The Adult Timeline: Wind Waker, Phantom Hourglass, and Spirit Tracks. Instead of a slow decline Hyrule is fucking annihilated by the gods, at the end of Wind Waker Link and Tetra!Zelda set out to found another Hyrule, which is well established by the time Spirit Tracks rolls around.
The Schlorping of the Timelines: At this point I do think all these separate timelines converge, and I think that that happens when the Zonai start showing up. Rauru, the last of the Zonai, founds Hyrule, which is weird when you think about it. I mean, this is only 10,000 years before BOTW, and we know that this sexy goatman is neither the pouty lipped Justin Bieber haircut having Link from Skyward Sword nor is he the Link from Wind Waker, the only two "founders of Hyrule" we know of (and, let's be real, in both those games we know Zelda did most of the founding). He's not even a link, though parallels abound, the Link of that era is the red headed goat boy. So we have two options and neither really has in game evidence but they both make sense with what we know about the other games and what makes sense with the timeline in general.
Option 1: Hyrule declines in every timeline, that's how we all get back on the same page, botw is just inevitable. This plays very nicely if the Child Timeline hyrule slowly declines and the Hyrule that WW Link and Zelda found is New Hyrule in a separate area from where the original was, but it doesn't play as nicely with things like "wait is it also inevitable that the zora and the rito exist at the same time?"

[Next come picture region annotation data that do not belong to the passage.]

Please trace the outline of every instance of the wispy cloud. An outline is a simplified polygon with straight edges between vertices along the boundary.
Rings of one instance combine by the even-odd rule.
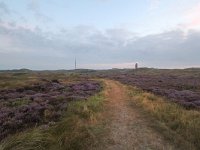
[[[44,22],[44,23],[52,21],[52,19],[49,16],[44,15],[41,12],[40,0],[30,0],[30,2],[27,4],[27,8],[28,8],[28,10],[33,12],[35,18],[38,21],[41,21],[41,22]]]
[[[149,0],[149,3],[150,3],[149,4],[149,10],[150,11],[156,10],[160,5],[160,1],[161,0]]]

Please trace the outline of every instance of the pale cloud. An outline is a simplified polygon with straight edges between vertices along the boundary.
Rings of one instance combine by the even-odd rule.
[[[180,24],[180,28],[185,31],[200,30],[200,3],[188,9],[184,13],[183,18],[185,19],[185,23]]]
[[[3,41],[0,43],[3,66],[70,69],[75,57],[79,67],[98,69],[132,68],[135,62],[148,67],[200,64],[200,32],[197,31],[189,31],[186,36],[183,31],[174,30],[135,37],[125,29],[102,31],[78,26],[62,29],[61,33],[47,33],[40,28],[0,25],[0,41]],[[44,65],[39,65],[37,60]]]
[[[27,4],[28,10],[32,11],[35,18],[43,23],[52,21],[52,18],[42,13],[40,8],[40,0],[30,0]]]
[[[149,10],[150,11],[154,11],[155,9],[157,9],[160,5],[160,1],[161,0],[149,0]]]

Option 2: What the Zonai were doing when they descended from the sky was schlorping the timelines back together. I mean they're basically demigods who just kind of have a temple of time, and founding hyrule seems like something you'd have to do if you're trying to hot glue three disparate timelines together and there's only really a Hyrule in two of them.
None of that really matters though, the main point is that this improved timeline sets up a decent sandbox for the converging of the timelines (it's better than "it's just been a really long time guys" at least)
The Imprisoning War from totk goes here, I don't think this is the same Imprisoning War from OoT, I do think that this was also The First Great Calamity and that either Rauru's kid (if he and sonia had a son) or his son in law (if they had a girl) was just a dick to the Sheikah, since Rauru has way crazier shit than the Divine Beasts and wouldn't really have a problem with a bird that can glass a mountain since he has mesoamerican scifi monsters that can hollow out the earth.
Breath of the Wild
Tears of the Kingdom
Again I don't think I have to explain these too much, their position in the timeline is pretty clear.
And there you have it! A detailed explanation on why I think my timeline works better than Nintendo's, at least from a narrative standpoint.